At best, Hamas’s greatest achievement in its latest war was live footage of salvos of its iron missiles -- many of which were brought down by the Israeli Iron Dome -- being widely broadcast by Arab and global media outlets.

The footage certainly held significant appeal for populists in the Arab world, leftist remnants hiding behind the most famous cause, and Arabs who oppose and do not recognize their regimes and celebrate their subversive support for Hamas and its moves, writing messages of support from the safety of their screens, while accusing any person who does not share the same feeling of betraying the cause.

Due to Hamas’s poorly calculated missile attacks, the heavy shelling by Israel’s aircraft and artillery decimated the infrastructure that Hamas has been developing since 2007, following its coup and taking control of Gaza.

Shockingly, some Arab activists shot videos of Palestinians in Gaza and the West Bank going about their ordinary lives, unconcerned with what is happening in Gaza. This incongruent image upset many, as the Arab World had been under an immense emotional burden, going as far as canceling celebrations out of sympathy with Palestinians. However, modern technology and the ease of taking videos exposed this hidden side of Palestinian society, whose members respond to the cause in varying degrees. Many seem unhappy and disengaged, not believing in Hamas’s cause, its unilateral decision-making on matters such as war and peace, and its militarization of the complex Sheikh Jarrah issue after 10 days of peaceful protests in Jerusalem.

Feelings on the international scene shifted from sympathy with Jerusalem’s Palestinians to sharp criticism of Hamas, which imagined that it was giving the Israeli army a run for its money, or was perhaps pushed toward a confrontation with miscalculated military capacities. Hamas reminds me of the Taliban in 2003, when the extremist group’s defense minister, carrying an AK-47, threatened the US, and Washington responded with B-52 bombers, inflicting a huge loss on the group and eliminating Mullah Omar’s ally, Osama bin Laden.

Today, Hamas seems to have drowned in illusions of its own grandeur, ignorance of global politics, and statements such as that of Khaled Mishaal and Ismail Haniyah before him that the time has come for Hamas to take the reins of Palestinian decision-making.
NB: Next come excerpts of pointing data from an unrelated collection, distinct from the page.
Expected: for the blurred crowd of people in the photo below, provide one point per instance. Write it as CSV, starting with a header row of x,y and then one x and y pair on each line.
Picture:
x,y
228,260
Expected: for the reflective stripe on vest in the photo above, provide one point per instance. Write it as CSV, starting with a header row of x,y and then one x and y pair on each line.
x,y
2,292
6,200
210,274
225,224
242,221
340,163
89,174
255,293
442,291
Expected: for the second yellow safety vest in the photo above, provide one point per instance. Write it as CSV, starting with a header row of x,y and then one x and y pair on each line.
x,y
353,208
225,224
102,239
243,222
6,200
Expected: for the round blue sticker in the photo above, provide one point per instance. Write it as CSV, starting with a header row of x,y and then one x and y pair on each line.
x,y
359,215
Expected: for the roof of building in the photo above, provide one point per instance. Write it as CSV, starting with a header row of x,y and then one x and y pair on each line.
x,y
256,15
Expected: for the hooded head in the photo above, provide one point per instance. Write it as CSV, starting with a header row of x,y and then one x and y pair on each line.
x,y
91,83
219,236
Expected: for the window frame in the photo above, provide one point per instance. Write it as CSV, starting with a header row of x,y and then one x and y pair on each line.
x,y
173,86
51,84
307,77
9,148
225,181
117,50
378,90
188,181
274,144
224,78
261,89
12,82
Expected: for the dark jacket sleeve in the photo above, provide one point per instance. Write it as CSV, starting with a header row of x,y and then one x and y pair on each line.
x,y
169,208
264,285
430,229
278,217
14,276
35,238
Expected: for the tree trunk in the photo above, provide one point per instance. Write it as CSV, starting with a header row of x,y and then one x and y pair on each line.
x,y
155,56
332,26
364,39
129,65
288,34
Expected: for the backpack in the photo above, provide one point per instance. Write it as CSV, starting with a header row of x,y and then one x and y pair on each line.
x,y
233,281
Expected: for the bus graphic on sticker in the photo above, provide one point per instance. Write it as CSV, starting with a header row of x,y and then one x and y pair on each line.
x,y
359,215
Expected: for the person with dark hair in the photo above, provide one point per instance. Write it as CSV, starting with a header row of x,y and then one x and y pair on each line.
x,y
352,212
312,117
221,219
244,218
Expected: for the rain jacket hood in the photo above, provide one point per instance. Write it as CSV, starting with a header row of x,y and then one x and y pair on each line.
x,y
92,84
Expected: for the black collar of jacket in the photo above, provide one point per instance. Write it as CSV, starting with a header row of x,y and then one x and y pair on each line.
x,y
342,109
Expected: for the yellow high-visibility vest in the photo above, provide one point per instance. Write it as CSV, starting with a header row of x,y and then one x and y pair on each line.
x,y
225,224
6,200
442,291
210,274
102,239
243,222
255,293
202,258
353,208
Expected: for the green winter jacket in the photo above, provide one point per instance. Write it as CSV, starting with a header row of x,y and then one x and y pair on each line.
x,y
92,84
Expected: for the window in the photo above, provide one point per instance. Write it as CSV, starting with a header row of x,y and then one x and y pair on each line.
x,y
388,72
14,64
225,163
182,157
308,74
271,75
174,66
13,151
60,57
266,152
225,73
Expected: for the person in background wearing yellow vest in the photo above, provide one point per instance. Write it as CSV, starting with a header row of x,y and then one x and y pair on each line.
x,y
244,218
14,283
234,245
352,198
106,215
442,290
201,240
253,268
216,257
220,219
This is confirmed by this recent slide into a full-fledged coup that used the legitimate cause of Sheikh Jarrah to arrive at power, as if Hamas believes the world today looks like Gaza when the movement ousted Fatah.

Reading between the lines of this war that shook the Middle East, it seems like “a war of necessity” for many parties, and the raid on the Sheikh Jarrah neighborhood seems pre-arranged behind the scenes between certain political actors. We also need a good understanding of the Hamas mentality that strives to prove its military capacities, thus paving the way for war for all parties. Iran was expecting to leverage the escalation to gain a bargaining chip in its negotiations on the nuclear deal with the US and the West. Netanyahu dissolved his alliance with the Palestinian Muslim Brotherhood for the sake of the far-right. Hamas, with its military and political shortsightedness, rushed into a war in which the biggest losers are civilians, believing in vain that an armed group could achieve military victory over one of the world’s most powerful armies.

Any observer can see how military superiority quickly quelled the initial enthusiasm that saw Hamas falling into one trap after the other.

A key example is the military ruse devised by the Israeli army, which spread rumors about raiding Hamas tunnels, which pushed Hamas leaders to rush into the tunnels, thus exposing their entry and exit points and allowing Israel to bomb them over their heads.

The war resulted in Sheikh Jarrah succumbing to the wounds inflicted by the missiles of Hamas, which did not change the military equation one bit -- much to its dismay. Instead, all Haniyah et. al. did is restore Israeli Prime Minister Benjamin Netanyahu’s popularity and give new life to his political career.